Haven't got a picture for this far. 

Will post more up when its done and tank is set up 

Also I put the foam onto a cheap wooden backing board (ply) for strength.

This cost me about $26 all up as I already had the paint and ply.
What do you think?


----------



## Mighty_Moose (Feb 17, 2011)

Looks nice! I wonder how this would look in the enclosure.


----------



## shell477 (Feb 17, 2011)

well i have some nice green and red/brown shrubbery to put up against it and i think it looks nice. tank is still being built so wont have a pic for a few weeks


----------



## hornet (Feb 17, 2011)

thats looks surprisingly realistic, good job


----------



## KingSirloin (Feb 17, 2011)

Wow, nice job, and cheap too! 

Would also look good on the outside of an enclosure for something different.

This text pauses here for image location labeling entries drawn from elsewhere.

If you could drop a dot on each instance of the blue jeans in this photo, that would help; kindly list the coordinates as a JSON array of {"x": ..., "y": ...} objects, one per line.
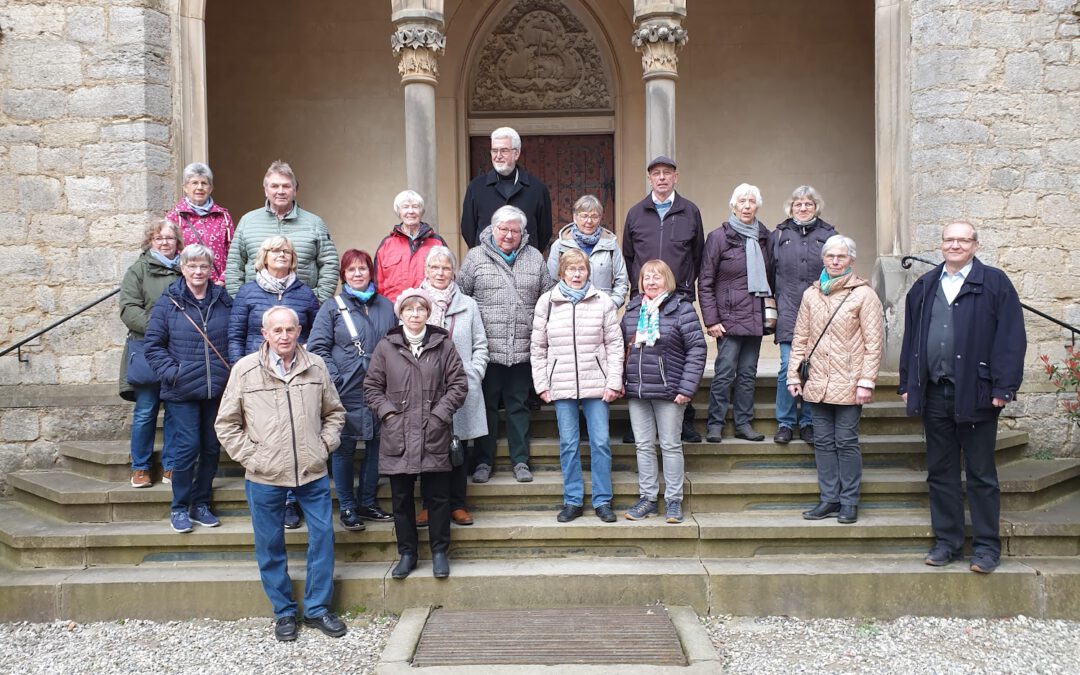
[
  {"x": 267, "y": 503},
  {"x": 836, "y": 451},
  {"x": 599, "y": 450},
  {"x": 145, "y": 427},
  {"x": 341, "y": 464},
  {"x": 786, "y": 404},
  {"x": 189, "y": 432}
]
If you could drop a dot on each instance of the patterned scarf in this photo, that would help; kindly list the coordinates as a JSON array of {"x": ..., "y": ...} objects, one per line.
[
  {"x": 570, "y": 294},
  {"x": 827, "y": 282},
  {"x": 441, "y": 301},
  {"x": 271, "y": 284},
  {"x": 586, "y": 242},
  {"x": 648, "y": 320}
]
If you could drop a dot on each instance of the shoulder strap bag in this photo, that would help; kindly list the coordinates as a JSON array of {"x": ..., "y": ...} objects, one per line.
[{"x": 805, "y": 364}]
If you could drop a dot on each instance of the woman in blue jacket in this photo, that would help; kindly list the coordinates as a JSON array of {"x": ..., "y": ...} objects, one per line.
[
  {"x": 186, "y": 342},
  {"x": 665, "y": 359}
]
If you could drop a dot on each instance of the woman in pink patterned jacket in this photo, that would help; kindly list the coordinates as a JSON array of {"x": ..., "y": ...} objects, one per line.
[{"x": 201, "y": 219}]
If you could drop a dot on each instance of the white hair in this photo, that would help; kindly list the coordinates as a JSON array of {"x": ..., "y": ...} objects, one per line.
[{"x": 745, "y": 188}]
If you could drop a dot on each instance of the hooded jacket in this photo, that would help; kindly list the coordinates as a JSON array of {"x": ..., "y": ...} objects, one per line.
[
  {"x": 416, "y": 400},
  {"x": 849, "y": 354},
  {"x": 281, "y": 431},
  {"x": 577, "y": 349},
  {"x": 505, "y": 294}
]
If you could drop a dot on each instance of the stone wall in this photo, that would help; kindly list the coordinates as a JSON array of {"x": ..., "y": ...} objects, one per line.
[
  {"x": 996, "y": 138},
  {"x": 85, "y": 160}
]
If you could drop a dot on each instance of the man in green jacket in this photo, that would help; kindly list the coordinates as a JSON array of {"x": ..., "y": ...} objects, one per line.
[{"x": 316, "y": 262}]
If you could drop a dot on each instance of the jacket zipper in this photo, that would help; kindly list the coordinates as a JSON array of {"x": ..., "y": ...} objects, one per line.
[{"x": 292, "y": 428}]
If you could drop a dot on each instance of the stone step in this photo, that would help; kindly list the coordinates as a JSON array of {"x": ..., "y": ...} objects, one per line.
[
  {"x": 1025, "y": 484},
  {"x": 109, "y": 460},
  {"x": 28, "y": 539},
  {"x": 881, "y": 586}
]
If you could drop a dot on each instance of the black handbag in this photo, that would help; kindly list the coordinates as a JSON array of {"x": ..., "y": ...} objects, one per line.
[
  {"x": 805, "y": 364},
  {"x": 457, "y": 451},
  {"x": 139, "y": 373}
]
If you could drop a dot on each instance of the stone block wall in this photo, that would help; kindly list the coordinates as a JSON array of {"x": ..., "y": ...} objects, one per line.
[
  {"x": 996, "y": 139},
  {"x": 85, "y": 161}
]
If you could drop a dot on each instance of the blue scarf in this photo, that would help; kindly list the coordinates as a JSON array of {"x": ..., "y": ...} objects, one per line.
[
  {"x": 570, "y": 294},
  {"x": 201, "y": 211},
  {"x": 508, "y": 257},
  {"x": 364, "y": 296},
  {"x": 826, "y": 281},
  {"x": 173, "y": 265},
  {"x": 586, "y": 242}
]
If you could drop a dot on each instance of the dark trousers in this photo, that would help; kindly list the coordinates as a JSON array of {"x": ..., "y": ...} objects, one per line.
[
  {"x": 511, "y": 386},
  {"x": 946, "y": 441},
  {"x": 434, "y": 487}
]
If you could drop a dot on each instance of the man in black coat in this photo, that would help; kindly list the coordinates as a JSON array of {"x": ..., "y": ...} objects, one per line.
[
  {"x": 961, "y": 362},
  {"x": 507, "y": 184}
]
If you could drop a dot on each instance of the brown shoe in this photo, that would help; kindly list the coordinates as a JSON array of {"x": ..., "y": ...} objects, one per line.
[{"x": 461, "y": 516}]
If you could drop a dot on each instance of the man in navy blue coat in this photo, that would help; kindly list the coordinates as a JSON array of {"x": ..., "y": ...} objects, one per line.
[{"x": 961, "y": 362}]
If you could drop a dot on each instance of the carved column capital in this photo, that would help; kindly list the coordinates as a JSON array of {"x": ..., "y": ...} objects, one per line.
[
  {"x": 418, "y": 48},
  {"x": 658, "y": 41}
]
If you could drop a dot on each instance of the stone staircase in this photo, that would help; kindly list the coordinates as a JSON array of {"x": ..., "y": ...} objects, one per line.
[{"x": 78, "y": 542}]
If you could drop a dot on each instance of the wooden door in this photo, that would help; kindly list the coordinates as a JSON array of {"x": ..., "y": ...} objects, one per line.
[{"x": 571, "y": 166}]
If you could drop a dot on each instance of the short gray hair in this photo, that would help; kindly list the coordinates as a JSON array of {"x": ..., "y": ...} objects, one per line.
[
  {"x": 192, "y": 252},
  {"x": 838, "y": 240},
  {"x": 407, "y": 196},
  {"x": 510, "y": 214},
  {"x": 198, "y": 169},
  {"x": 280, "y": 308},
  {"x": 442, "y": 252},
  {"x": 808, "y": 192},
  {"x": 745, "y": 188},
  {"x": 505, "y": 132}
]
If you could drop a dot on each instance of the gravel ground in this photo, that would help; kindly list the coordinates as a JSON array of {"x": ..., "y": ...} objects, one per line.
[
  {"x": 903, "y": 646},
  {"x": 201, "y": 647}
]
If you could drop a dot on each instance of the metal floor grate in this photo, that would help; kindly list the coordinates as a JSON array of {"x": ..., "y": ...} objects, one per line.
[{"x": 591, "y": 635}]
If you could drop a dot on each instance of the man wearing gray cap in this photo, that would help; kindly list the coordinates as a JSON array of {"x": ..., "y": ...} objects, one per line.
[{"x": 667, "y": 227}]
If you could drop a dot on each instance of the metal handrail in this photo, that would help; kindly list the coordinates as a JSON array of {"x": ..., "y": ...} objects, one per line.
[
  {"x": 906, "y": 264},
  {"x": 17, "y": 347}
]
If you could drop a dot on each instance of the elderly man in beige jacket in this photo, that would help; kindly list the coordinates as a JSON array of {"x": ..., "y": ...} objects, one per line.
[{"x": 281, "y": 418}]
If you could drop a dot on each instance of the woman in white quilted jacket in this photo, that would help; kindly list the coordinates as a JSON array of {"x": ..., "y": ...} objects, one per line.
[{"x": 577, "y": 364}]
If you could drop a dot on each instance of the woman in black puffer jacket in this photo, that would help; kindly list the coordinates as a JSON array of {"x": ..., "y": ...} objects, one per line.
[{"x": 665, "y": 360}]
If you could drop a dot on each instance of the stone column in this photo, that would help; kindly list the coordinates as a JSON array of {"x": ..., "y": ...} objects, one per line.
[
  {"x": 417, "y": 41},
  {"x": 658, "y": 35}
]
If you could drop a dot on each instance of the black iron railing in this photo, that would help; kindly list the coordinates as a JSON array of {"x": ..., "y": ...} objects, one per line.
[
  {"x": 17, "y": 347},
  {"x": 906, "y": 264}
]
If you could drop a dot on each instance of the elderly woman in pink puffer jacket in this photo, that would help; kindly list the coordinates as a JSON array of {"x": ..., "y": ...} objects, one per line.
[{"x": 577, "y": 363}]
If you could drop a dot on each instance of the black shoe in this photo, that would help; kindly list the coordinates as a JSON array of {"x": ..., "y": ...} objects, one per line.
[
  {"x": 293, "y": 515},
  {"x": 783, "y": 435},
  {"x": 351, "y": 521},
  {"x": 823, "y": 510},
  {"x": 605, "y": 513},
  {"x": 328, "y": 624},
  {"x": 440, "y": 565},
  {"x": 940, "y": 556},
  {"x": 404, "y": 566},
  {"x": 373, "y": 513},
  {"x": 569, "y": 512},
  {"x": 746, "y": 433},
  {"x": 285, "y": 630},
  {"x": 849, "y": 513}
]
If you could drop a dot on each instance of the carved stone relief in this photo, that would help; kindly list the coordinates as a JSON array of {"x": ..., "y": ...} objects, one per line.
[{"x": 540, "y": 57}]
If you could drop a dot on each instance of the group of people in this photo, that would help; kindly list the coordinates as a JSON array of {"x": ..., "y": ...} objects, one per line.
[{"x": 241, "y": 332}]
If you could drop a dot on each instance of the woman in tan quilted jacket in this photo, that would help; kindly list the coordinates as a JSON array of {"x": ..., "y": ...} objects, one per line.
[
  {"x": 577, "y": 362},
  {"x": 840, "y": 332}
]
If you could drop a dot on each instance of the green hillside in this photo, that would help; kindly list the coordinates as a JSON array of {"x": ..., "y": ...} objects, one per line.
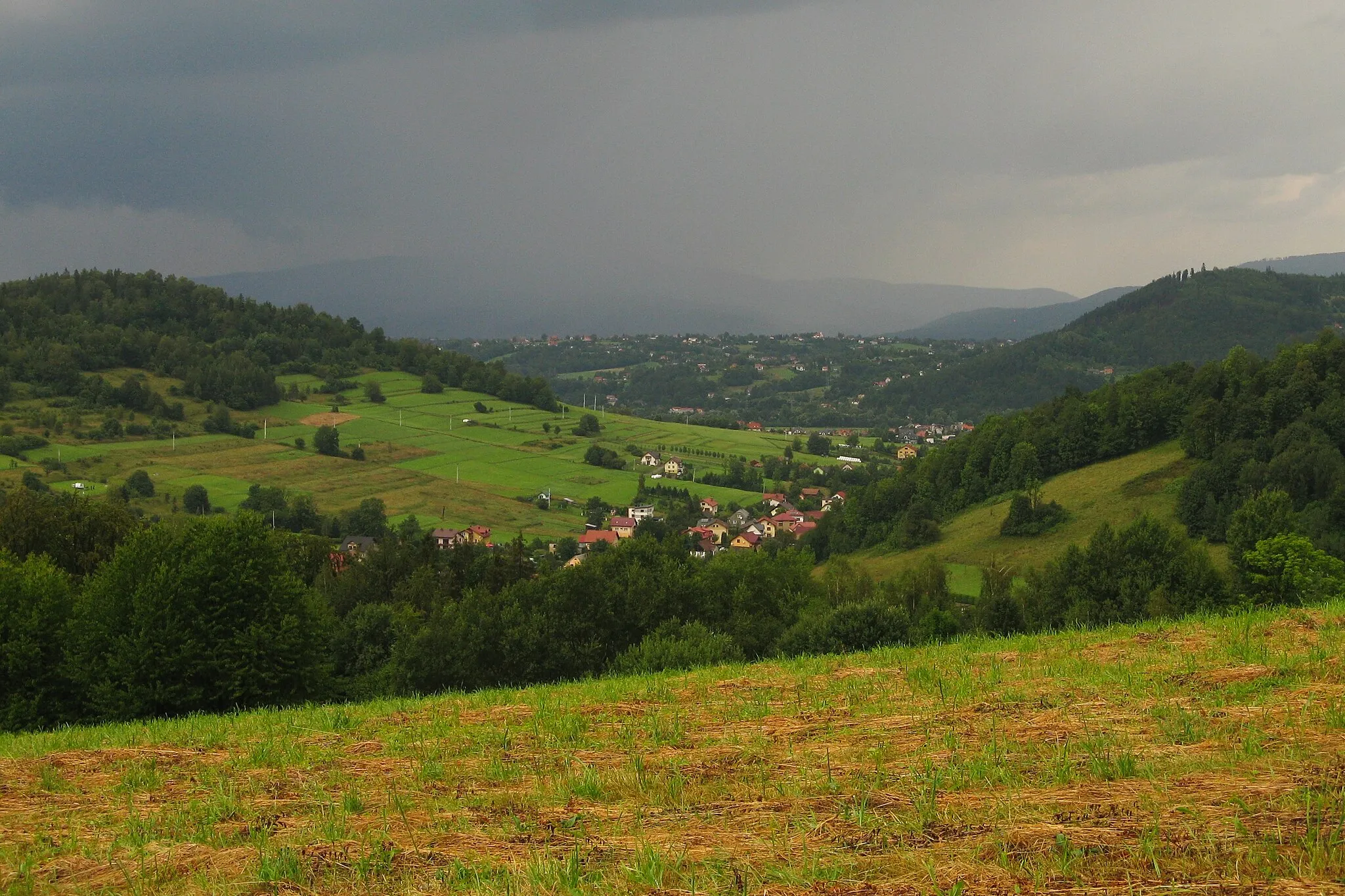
[
  {"x": 1200, "y": 756},
  {"x": 1114, "y": 492},
  {"x": 422, "y": 457},
  {"x": 1196, "y": 319}
]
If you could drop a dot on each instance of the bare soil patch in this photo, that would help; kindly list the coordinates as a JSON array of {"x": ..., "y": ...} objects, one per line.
[{"x": 328, "y": 419}]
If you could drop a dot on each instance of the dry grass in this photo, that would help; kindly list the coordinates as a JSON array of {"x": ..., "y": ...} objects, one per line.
[
  {"x": 1195, "y": 757},
  {"x": 328, "y": 418}
]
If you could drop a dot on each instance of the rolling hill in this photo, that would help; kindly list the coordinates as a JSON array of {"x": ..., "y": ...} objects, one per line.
[
  {"x": 423, "y": 457},
  {"x": 1114, "y": 492},
  {"x": 1013, "y": 323},
  {"x": 443, "y": 299},
  {"x": 1189, "y": 319},
  {"x": 1320, "y": 265},
  {"x": 1126, "y": 759}
]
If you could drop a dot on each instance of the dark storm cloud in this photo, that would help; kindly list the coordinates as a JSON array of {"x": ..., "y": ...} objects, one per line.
[
  {"x": 57, "y": 41},
  {"x": 996, "y": 144}
]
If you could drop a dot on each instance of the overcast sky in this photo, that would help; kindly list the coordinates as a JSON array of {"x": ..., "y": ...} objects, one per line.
[{"x": 993, "y": 144}]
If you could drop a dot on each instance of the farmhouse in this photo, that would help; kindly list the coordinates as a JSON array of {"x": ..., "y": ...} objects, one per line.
[
  {"x": 623, "y": 526},
  {"x": 358, "y": 545},
  {"x": 594, "y": 536},
  {"x": 445, "y": 539},
  {"x": 745, "y": 542}
]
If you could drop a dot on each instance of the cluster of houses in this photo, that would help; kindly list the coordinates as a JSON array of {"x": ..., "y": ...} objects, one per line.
[
  {"x": 739, "y": 531},
  {"x": 357, "y": 547}
]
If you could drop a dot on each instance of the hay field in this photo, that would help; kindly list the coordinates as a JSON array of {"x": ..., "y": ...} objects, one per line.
[
  {"x": 433, "y": 456},
  {"x": 1115, "y": 492},
  {"x": 1196, "y": 757}
]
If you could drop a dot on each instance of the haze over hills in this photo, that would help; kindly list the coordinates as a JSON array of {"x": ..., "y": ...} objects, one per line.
[
  {"x": 424, "y": 297},
  {"x": 1013, "y": 323},
  {"x": 1174, "y": 319},
  {"x": 1321, "y": 265}
]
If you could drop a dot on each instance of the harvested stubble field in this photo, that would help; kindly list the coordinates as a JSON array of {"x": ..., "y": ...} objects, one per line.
[{"x": 1192, "y": 757}]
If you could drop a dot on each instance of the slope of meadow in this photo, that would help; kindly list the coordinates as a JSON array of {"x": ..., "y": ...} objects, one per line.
[
  {"x": 422, "y": 457},
  {"x": 1196, "y": 757},
  {"x": 1115, "y": 492}
]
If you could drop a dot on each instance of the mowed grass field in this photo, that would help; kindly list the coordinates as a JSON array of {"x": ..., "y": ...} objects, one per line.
[
  {"x": 1115, "y": 492},
  {"x": 1195, "y": 757},
  {"x": 423, "y": 458}
]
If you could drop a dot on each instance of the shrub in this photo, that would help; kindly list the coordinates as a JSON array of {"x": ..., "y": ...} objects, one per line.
[
  {"x": 204, "y": 617},
  {"x": 327, "y": 441},
  {"x": 674, "y": 645},
  {"x": 195, "y": 500},
  {"x": 34, "y": 610},
  {"x": 141, "y": 485}
]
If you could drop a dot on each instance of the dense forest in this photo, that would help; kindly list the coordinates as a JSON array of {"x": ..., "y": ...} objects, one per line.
[
  {"x": 57, "y": 328},
  {"x": 1191, "y": 316},
  {"x": 105, "y": 618}
]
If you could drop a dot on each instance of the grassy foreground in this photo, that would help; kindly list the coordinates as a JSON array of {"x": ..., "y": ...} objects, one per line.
[{"x": 1193, "y": 757}]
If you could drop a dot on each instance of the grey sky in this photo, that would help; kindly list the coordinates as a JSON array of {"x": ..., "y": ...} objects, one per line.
[{"x": 1028, "y": 144}]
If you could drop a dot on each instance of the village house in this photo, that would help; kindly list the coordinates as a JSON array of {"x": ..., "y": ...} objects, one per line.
[
  {"x": 358, "y": 545},
  {"x": 739, "y": 519},
  {"x": 594, "y": 536},
  {"x": 745, "y": 542},
  {"x": 623, "y": 526},
  {"x": 718, "y": 532},
  {"x": 445, "y": 539}
]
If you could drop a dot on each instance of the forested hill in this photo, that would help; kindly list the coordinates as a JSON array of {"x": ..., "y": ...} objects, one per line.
[
  {"x": 60, "y": 328},
  {"x": 1192, "y": 316}
]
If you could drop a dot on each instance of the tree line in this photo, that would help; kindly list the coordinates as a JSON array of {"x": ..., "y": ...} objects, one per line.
[{"x": 227, "y": 350}]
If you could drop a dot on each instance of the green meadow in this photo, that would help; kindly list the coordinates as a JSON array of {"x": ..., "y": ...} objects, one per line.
[{"x": 433, "y": 456}]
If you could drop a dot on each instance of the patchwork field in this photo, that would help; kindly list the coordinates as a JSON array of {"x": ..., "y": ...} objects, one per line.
[
  {"x": 1195, "y": 757},
  {"x": 1115, "y": 492},
  {"x": 433, "y": 456}
]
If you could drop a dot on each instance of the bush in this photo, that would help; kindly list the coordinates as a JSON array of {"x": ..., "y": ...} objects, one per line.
[
  {"x": 327, "y": 441},
  {"x": 588, "y": 426},
  {"x": 204, "y": 617},
  {"x": 35, "y": 603},
  {"x": 853, "y": 626},
  {"x": 195, "y": 500},
  {"x": 674, "y": 645},
  {"x": 1028, "y": 515}
]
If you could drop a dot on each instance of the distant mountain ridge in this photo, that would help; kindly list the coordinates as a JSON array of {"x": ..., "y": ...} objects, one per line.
[
  {"x": 410, "y": 296},
  {"x": 1195, "y": 319},
  {"x": 1013, "y": 323},
  {"x": 1320, "y": 265}
]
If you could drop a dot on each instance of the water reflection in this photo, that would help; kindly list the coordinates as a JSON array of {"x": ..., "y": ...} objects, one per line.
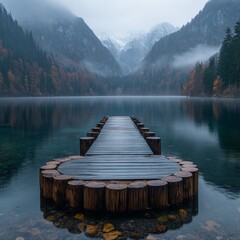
[
  {"x": 205, "y": 131},
  {"x": 137, "y": 226}
]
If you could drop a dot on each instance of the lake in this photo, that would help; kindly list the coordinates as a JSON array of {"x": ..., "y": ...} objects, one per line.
[{"x": 36, "y": 130}]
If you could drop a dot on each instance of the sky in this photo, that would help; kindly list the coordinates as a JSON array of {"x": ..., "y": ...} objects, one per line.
[{"x": 121, "y": 17}]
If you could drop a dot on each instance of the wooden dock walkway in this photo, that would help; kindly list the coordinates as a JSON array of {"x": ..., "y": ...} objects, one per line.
[
  {"x": 119, "y": 153},
  {"x": 120, "y": 168}
]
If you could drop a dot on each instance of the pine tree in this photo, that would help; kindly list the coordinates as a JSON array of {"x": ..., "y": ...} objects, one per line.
[{"x": 226, "y": 54}]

Do the tiles have a sticky backing or what did you use to stick them to the foam?


----------



## hornet (Feb 17, 2011)

KingSirloin said:


> Wow, nice job, and cheap too!
> 
> Would also look good on the outside of an enclosure for something different.


 
could make small panels to cover the sides of the enclosure and stand and the front of the stand


----------



## J-A-X (Feb 17, 2011)

Good job, It will be good to see it in the tank, with all the trimmings.
Its amazing walking around bunnings, there seems to be so many things that can be used in an enclosure if you put your thinking hat on.

Pssstt ...KingSirloin..... these have the sticky backing cos you can see the paper in the first pic :lol:


----------



## shell477 (Feb 18, 2011)

you are right jaxrtfm, they are peel and stick. which just made the job THAT much easier


----------



## Jimbobulan (Feb 18, 2011)

Sweeeeet!


----------



## shell477 (Feb 18, 2011)

Here are some pics of after I did the 'mortar'. Needs a second coat though.


----------



## Absolutely_Mad (Feb 19, 2011)

nice, what will you be using it for?


----------



## shell477 (Feb 19, 2011)

enclosure for my mareeba coastal


----------



## AUSHERP (Feb 21, 2011)

cool, post some pics of it in use!!!


----------



## dragon170 (Feb 21, 2011)

Looks good Shelly, great idea


----------



## shell477 (Mar 30, 2011)

Hey everyone

Here is the final update on how the wall looks in the enclosure. 
Might I add that my amazing hubby made the whole enclosure from scratch too!

What do you think? 

Shell


----------



## marcmarc (Mar 30, 2011)

I like the different compartments on the floor, very unique tank!


----------



## shell477 (Mar 30, 2011)

thanks  the far right one will have his water bowl in it, its water proof in the bottom coz he likes to make a mess


----------



## MathewB (Mar 30, 2011)

Wow very very nice enclosure, I wish I had the time/money to do something like this


----------



## Tassie97 (Mar 30, 2011)

i like 

what is the substrate? rocks?


----------



## Just_Plain_Nuts (Mar 30, 2011)

great enclosure Shell, i'm impressed. Interesting using the pebbles as a substrate, let us know how it goes long term


----------



## shell477 (Mar 30, 2011)

yeah tassie they are sandstone pebbles. thanks for your nice comments everyone 

oh and i will be putting a branch across it too just hard to find the perfect one!


----------



## Tassie97 (Mar 30, 2011)

cool  looks great


----------



## thals (Mar 30, 2011)

That looks awesome, very well done! I have used those same stick on tiles before from Bunnings but being even lazier I just stuck em on directly :lol: Looks amazing and a very affordable alternative!


----------



## LippyM (Mar 31, 2011)

Looks great, well done! 

I also use those tiles but just on the floor. This one in a snake enclosure ended up being covered in Kritter's Crumble but they're working well down the food & water end of my lizard tanks. I used to use astro turf but the tiles haven't budged in over a year. Much easier to clean as well!

Will definitely give a go like what you've done!


----------